It’s almost exactly 18 years since Lancia threw in the towel in the UK. In autumn 1993 news filtered through that there was to be no right-hand drive version of the second-generation Lancia Delta (if anyone can remember that car).

It wasn’t a great surprise, in fact it was amazing that the brand had struggled on as long as it had. After widespread publicity in the late 1970s about rampant rust in the lovely Lancia Beta models, only the Delta Integrale had any credibility.

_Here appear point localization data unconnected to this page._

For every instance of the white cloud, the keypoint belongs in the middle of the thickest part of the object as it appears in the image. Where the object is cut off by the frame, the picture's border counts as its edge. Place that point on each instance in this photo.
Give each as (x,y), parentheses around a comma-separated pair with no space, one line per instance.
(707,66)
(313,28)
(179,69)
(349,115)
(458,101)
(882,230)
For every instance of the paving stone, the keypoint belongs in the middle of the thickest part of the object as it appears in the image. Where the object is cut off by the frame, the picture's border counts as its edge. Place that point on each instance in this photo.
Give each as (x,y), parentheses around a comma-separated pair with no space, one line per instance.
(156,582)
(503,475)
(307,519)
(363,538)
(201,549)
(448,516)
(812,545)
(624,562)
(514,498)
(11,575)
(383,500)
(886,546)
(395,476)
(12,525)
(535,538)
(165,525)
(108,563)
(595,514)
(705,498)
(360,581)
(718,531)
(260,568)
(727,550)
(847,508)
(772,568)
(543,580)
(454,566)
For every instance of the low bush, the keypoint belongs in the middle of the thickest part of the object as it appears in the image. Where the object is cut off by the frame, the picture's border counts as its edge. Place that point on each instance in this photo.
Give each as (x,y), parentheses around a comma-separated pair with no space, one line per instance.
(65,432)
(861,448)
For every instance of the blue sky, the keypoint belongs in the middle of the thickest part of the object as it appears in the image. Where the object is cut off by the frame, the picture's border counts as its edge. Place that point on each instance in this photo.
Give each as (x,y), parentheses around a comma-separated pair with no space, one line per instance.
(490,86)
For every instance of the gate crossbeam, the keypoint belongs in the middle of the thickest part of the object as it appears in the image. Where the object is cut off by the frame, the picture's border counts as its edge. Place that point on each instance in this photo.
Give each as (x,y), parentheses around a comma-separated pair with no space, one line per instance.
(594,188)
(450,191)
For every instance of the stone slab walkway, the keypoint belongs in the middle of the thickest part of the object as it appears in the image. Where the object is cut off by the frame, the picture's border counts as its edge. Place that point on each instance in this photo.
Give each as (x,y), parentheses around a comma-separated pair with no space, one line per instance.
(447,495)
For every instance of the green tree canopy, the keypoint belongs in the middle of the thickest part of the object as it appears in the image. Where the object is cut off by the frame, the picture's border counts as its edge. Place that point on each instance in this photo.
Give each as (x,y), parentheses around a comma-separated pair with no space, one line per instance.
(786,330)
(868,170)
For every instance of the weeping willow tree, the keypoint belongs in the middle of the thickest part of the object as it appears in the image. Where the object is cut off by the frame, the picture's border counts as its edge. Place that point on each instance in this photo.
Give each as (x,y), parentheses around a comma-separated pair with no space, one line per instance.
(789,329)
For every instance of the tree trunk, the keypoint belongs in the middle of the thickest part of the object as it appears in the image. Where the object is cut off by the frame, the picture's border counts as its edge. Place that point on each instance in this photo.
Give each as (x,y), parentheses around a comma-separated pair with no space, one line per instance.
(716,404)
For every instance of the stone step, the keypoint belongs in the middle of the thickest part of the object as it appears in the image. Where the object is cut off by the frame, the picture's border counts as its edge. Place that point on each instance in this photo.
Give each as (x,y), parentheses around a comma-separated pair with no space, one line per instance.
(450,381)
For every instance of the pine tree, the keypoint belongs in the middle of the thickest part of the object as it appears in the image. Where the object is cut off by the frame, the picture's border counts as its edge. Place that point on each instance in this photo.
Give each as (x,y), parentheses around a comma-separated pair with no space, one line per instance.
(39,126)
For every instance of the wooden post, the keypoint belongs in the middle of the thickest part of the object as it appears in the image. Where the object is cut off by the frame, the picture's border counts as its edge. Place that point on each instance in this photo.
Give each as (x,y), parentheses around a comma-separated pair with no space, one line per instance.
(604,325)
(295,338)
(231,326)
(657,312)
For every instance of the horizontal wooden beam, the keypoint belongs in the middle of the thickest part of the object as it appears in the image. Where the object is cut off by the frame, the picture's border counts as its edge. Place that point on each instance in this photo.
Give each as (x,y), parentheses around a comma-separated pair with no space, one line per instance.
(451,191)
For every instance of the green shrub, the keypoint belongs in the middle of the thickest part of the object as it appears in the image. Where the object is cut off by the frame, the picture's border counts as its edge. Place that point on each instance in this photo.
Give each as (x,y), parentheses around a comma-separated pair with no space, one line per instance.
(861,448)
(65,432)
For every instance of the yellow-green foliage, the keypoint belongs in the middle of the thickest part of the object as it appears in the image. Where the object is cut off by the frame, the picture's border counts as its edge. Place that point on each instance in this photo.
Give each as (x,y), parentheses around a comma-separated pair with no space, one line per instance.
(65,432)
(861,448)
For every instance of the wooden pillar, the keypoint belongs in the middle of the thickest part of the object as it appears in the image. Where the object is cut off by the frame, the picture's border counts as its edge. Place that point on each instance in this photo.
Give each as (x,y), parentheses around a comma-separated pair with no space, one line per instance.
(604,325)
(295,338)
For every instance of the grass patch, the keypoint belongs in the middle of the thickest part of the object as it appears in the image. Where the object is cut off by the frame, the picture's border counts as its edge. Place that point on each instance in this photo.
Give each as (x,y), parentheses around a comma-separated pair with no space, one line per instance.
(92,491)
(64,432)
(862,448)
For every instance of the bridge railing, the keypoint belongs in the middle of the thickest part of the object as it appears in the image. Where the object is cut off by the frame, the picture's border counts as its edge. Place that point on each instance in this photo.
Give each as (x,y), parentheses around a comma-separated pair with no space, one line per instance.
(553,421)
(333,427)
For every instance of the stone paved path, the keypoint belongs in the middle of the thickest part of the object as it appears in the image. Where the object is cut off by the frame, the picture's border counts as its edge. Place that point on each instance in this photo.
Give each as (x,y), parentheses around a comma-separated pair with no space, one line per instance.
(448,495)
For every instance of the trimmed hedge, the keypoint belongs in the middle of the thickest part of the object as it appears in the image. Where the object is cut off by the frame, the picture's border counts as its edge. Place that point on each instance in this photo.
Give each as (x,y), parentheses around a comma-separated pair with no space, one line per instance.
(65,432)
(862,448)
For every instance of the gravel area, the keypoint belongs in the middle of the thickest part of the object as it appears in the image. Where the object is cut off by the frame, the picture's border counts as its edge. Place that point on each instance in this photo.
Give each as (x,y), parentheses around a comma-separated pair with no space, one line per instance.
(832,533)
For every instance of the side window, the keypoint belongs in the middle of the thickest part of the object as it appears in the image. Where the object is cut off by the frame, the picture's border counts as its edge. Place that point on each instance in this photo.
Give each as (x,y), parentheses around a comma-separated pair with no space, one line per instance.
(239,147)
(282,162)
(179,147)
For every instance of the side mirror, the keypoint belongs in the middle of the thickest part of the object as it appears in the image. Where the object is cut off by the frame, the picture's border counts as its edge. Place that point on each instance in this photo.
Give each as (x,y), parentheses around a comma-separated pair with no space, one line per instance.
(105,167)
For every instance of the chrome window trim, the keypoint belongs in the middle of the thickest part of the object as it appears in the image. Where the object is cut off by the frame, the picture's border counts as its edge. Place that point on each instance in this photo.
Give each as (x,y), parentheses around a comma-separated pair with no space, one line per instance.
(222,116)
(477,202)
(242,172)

If I remember rightly, Lancia had the highest advertising spend per car sold of any manufacturer in the UK market. But, despite Fiat’s best efforts, shifting the ageing (but characterful) Thema and the Tipo-based (and pretty humdrum) Dedra saloon was a pointless exercise.

So I was amused to see the new ad campaign for the third-generation Delta appearing in the broadsheet newspapers yesterday. OK, this time around it is wearing a Chrysler badge on its be-grilled nose, but Lancia is back in the UK.

I’ve been a fan of the looks of the Delta ever since I saw it unveiled by Fiat boss Marchionne. It has to be the most original and distinctive looking car in the Golf-class. And it has been distinguished from its Fiat Bravo sister car through the use of an extra-long wheelbase. The rear space is just huge.

But looks and space aside, I’m not sure what else the Delta brings to the party. It’s not likely to be up there with the new Focus and current Golf for driving ability and Chrysler doesn’t have much of a track record in this market.

Even so, it’s curiously satisfying to see Lancia back - the Ypsilon supermini isn’t far behind the Delta - in the UK. It’s a long time since the company built a really competitive car, but there’s something about the brand, to my mind, at least - that still appeals.